- Born: Matthew R Manfredi
- Education: Brown University; American Film Institute;
- Occupation: Screenwriter
- Years active: 2001–present
- Spouses: Casey Greenfield ​ ​(m. 2004; div. 2006)​; Abby Weintraub ​(date missing)​;
- Children: 2
- Parent(s): Nancy and George Manfredi

= Matt Manfredi =

American screenwriter

Matt Manfredi is an American screenwriter.

==Early life and education==
Manfredi is from Palos Verdes, California, the son of Nancy and George Manfredi. His mother is a human resource manager for the Torrance, California city government and his father was a private lawyer in Los Angeles. He graduated from Brown University and also has a master's degree in screenwriting from the American Film Institute in Los Angeles. While in college he joined an improv comedy group where he met his future writing partner Phil Hay. He is of Italian descent.

==Filmography==

| Year | Title | Credited as |  |  | Notes |
| Writer | Director | Producer |
| 2001 | Crazy/Beautiful | Yes | No | No |  |
| 2002 | Bug | Yes | Yes | No | Co-directed |
| 2002 | The Tuxedo | Yes | No | No | Co-wrote story |
| 2005 | Æon Flux | Yes | No | No | Co-wrote screenplay |
| 2008 | The Dungeon Masters | No | No | Executive |  |
| 2010 | Clash of the Titans | Yes | No | No |  |
| 2013 | R.I.P.D. | Yes | No | No | Co-wrote story and screenplay |
| 2014 | Ride Along | Yes | No | No |  |
| 2015 | The Invitation | Yes | No | Yes |  |
| 2016 | Ride Along 2 | Yes | No | No |  |
| 2018 | Destroyer | Yes | No | Yes |  |
| 2021 | The Mysterious Benedict Society | Yes | No | Executive | Co-created, co-wrote 2 episodes |

All of his film screenwriting work has been with writing partner Phil Hay.

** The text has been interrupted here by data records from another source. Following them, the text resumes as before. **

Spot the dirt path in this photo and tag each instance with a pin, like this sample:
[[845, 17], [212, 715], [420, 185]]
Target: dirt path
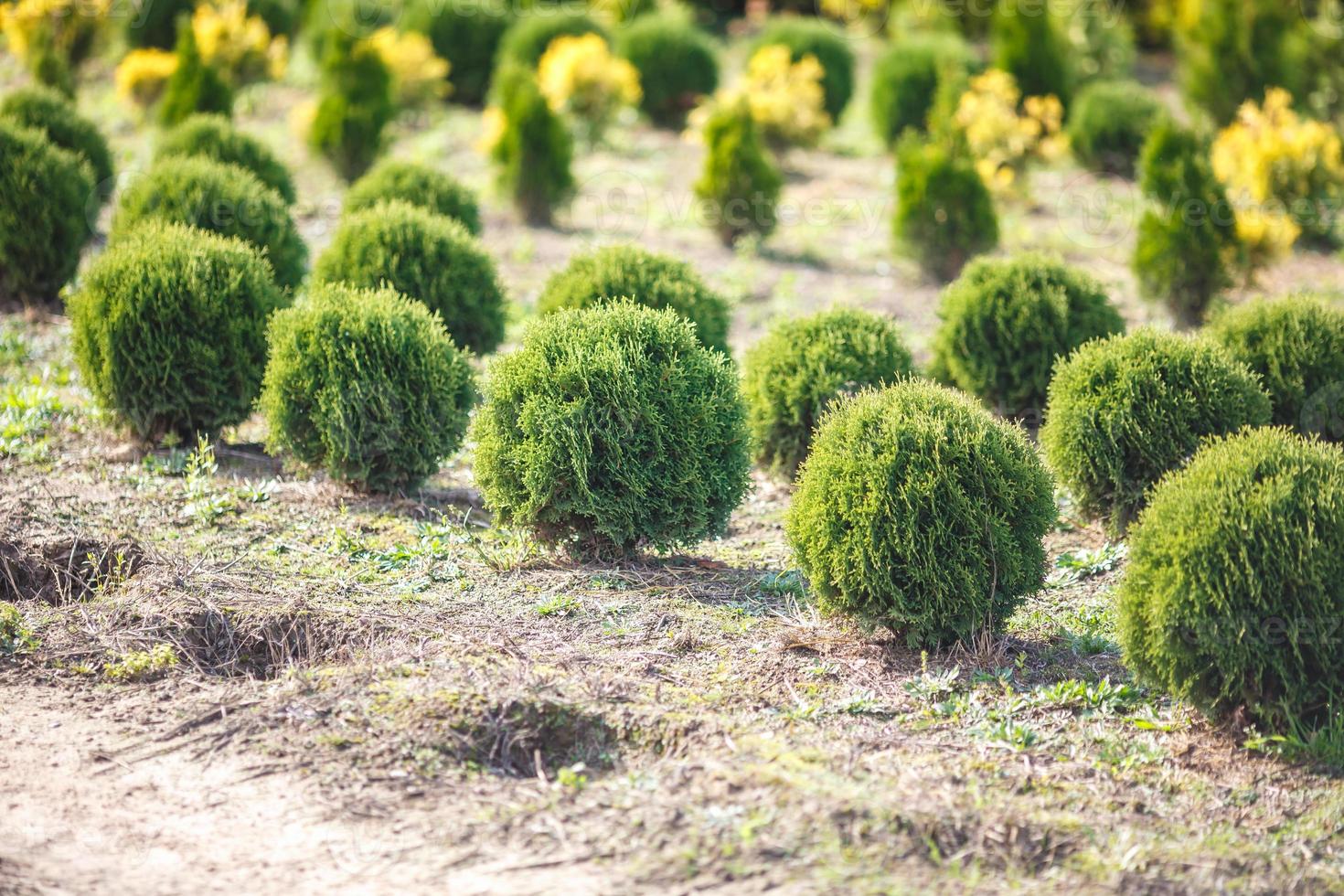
[[89, 802]]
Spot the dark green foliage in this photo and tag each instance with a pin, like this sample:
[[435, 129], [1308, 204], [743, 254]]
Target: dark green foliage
[[1004, 324], [677, 62], [468, 35], [612, 430], [906, 78], [801, 366], [215, 137], [48, 112], [1296, 344], [648, 278], [169, 329], [46, 197], [1029, 43], [945, 215], [355, 106], [1189, 232], [368, 386], [1125, 410], [1234, 587], [920, 512], [418, 186], [740, 186], [535, 149], [219, 197], [528, 37], [194, 86], [1109, 125], [426, 257], [820, 39]]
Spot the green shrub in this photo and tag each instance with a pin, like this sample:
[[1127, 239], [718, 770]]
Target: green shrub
[[906, 78], [1109, 123], [677, 65], [528, 37], [800, 367], [1029, 42], [740, 186], [535, 148], [215, 137], [945, 215], [366, 384], [169, 329], [1125, 410], [355, 106], [611, 430], [1189, 234], [1296, 346], [920, 512], [426, 257], [1235, 581], [194, 86], [48, 112], [415, 185], [1006, 321], [219, 197], [468, 35], [45, 197], [648, 278], [820, 39]]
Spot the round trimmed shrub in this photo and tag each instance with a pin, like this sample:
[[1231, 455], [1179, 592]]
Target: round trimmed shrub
[[1125, 410], [648, 278], [677, 62], [1235, 581], [906, 80], [426, 257], [800, 367], [1296, 346], [1109, 125], [415, 185], [223, 199], [169, 329], [920, 512], [612, 430], [211, 136], [366, 384], [820, 39], [45, 195], [51, 113], [1006, 321]]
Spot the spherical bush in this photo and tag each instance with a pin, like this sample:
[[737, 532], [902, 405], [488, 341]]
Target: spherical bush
[[418, 186], [1234, 586], [51, 113], [921, 512], [45, 195], [366, 384], [1125, 410], [1296, 344], [677, 62], [1109, 125], [219, 197], [1006, 321], [648, 278], [211, 136], [611, 430], [801, 366], [426, 257], [169, 329]]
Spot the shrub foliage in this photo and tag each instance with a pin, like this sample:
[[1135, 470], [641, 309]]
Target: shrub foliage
[[366, 384], [612, 429], [920, 512]]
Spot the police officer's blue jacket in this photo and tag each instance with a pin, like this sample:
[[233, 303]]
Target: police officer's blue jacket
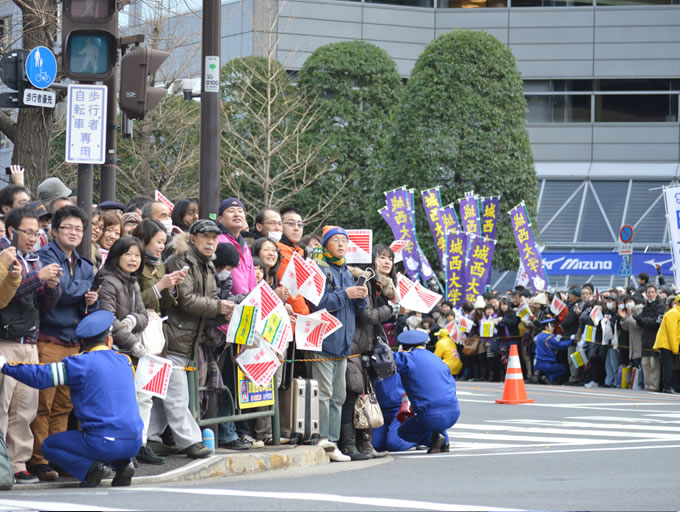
[[427, 380], [102, 390], [62, 319], [389, 392], [336, 301], [547, 345]]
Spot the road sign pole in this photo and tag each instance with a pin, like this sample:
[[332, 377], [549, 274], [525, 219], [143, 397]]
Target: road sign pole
[[107, 185], [85, 185], [209, 170]]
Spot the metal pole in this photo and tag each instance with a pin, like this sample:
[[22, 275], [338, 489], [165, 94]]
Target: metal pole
[[85, 184], [107, 185], [209, 177]]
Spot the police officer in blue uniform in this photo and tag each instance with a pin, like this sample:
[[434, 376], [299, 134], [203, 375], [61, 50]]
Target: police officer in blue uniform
[[431, 389], [104, 401], [547, 347]]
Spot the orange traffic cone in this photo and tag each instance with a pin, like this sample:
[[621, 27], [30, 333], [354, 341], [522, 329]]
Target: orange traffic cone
[[514, 392]]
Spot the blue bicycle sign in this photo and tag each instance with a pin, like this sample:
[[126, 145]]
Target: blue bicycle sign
[[41, 67]]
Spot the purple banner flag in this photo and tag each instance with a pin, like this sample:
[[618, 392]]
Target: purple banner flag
[[469, 214], [478, 266], [448, 216], [456, 249], [529, 255], [489, 215], [432, 204], [399, 217]]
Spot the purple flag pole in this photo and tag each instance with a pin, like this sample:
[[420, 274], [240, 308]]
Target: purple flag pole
[[529, 254], [469, 214], [401, 222], [432, 204], [456, 249]]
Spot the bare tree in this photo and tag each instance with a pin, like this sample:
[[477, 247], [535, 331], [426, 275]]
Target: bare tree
[[267, 157]]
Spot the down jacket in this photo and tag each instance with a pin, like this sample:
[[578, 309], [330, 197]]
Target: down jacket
[[368, 326], [120, 294], [197, 298]]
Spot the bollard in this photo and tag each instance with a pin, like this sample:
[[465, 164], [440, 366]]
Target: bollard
[[209, 438]]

Their technique for joint screenwriting is to each write separate scenes and then trade them to each other for further rewrites.

==Personal life==
As a widower in 2004, he married his second wife Casey Greenfield, daughter of news correspondent and author Jeff Greenfield. They divorced less than a year later. He has since remarried and has one daughter and one son.